そう考えると一番厄介な魔物はレッドベアになる。赤毛の体長三メートルの熊の魔物だ。
その魔物だが、イーズからそちらに何匹かまぎれこんだと聞いている。
申し訳ない。
まずは魔物避けを渡すので、そちらの村の手前辺りで焚いていただきたい。大抵の魔物はそれで近寄ってこない。
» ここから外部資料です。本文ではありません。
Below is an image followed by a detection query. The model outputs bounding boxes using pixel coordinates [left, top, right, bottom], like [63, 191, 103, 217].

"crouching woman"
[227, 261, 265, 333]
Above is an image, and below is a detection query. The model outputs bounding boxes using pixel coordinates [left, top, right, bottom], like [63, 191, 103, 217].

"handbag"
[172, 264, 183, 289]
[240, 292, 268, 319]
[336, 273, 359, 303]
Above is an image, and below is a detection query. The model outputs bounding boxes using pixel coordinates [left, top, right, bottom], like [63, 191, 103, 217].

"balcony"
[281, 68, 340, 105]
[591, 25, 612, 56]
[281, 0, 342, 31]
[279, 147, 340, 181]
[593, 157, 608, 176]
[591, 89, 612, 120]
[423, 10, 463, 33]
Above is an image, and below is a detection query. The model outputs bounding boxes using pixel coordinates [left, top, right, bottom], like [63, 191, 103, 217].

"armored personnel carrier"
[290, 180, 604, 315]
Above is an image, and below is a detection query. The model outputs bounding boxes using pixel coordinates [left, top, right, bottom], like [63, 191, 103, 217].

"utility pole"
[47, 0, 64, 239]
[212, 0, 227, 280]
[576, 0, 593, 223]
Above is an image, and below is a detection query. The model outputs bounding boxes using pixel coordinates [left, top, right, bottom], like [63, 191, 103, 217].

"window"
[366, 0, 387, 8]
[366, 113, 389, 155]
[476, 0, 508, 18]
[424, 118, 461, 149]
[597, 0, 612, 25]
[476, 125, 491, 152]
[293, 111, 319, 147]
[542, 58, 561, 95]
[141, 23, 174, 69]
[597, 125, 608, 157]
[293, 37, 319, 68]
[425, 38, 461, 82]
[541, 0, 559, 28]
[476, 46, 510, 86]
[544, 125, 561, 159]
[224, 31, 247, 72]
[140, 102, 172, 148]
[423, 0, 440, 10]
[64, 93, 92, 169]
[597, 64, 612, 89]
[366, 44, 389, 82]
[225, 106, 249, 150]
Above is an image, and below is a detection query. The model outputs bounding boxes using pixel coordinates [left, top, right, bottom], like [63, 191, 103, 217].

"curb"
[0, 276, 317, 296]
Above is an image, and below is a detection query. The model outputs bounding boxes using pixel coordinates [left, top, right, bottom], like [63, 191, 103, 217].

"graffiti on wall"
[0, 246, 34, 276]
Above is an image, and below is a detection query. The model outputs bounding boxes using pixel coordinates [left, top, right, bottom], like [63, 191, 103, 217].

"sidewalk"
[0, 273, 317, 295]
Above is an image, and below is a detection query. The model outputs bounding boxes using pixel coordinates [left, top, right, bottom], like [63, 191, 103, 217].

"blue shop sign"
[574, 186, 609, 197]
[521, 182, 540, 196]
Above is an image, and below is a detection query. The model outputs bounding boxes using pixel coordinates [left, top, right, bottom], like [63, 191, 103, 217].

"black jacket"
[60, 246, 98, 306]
それと早めにこの領の境界に城壁を作るつもりだ。それができれば、我が領に空飛ぶ魔物はおらんので、魔物の流出が止まるはすだ。
貴方とは仲良くやっていきたいと思っている。
もしそちらの地に立ち入り可能であれば、すでにそちらにまぎれこんだ魔物を、責任をとって我らが探しだして討伐する。どうだろうか?」
男爵は深々と頭を下げて謝罪した後、村長にそう尋ねた。
「謝罪は受け取る。魔物避けはいただこう。だがこちらへの立ち入りはしばらくは遠慮してもらおうかの。熊が一番厄介であるなら、ワシらで倒せるしの。
ところで城壁なんちゅうもんは、作るのに時間がかかるのではないかい?」
「総員して魔法で作るので三日程でできる」
「ふむ。便利なものよの。
まずは魔物避けをもらおうか。一度村に戻って設置したい。魔物は思ったより弱いようやし、城壁はそんなに急がんでええ。他にやることがたくさんあるしな。
わしらも詳細な被害状況の確認もあるし、次の話し合いは明日でよいかの?」
「では明日昼にまたここで話し合おう」
とりあえずはじめての顔合わせは、こんな感じでは終わったんだ。
僕は魔法とかいろいろ聞きたいことがあったんだけど、今日はまだやることがお互いにいっぱいあるから我慢した。
村に戻った僕らを待ち構えていたのは、知らないおじさんだった。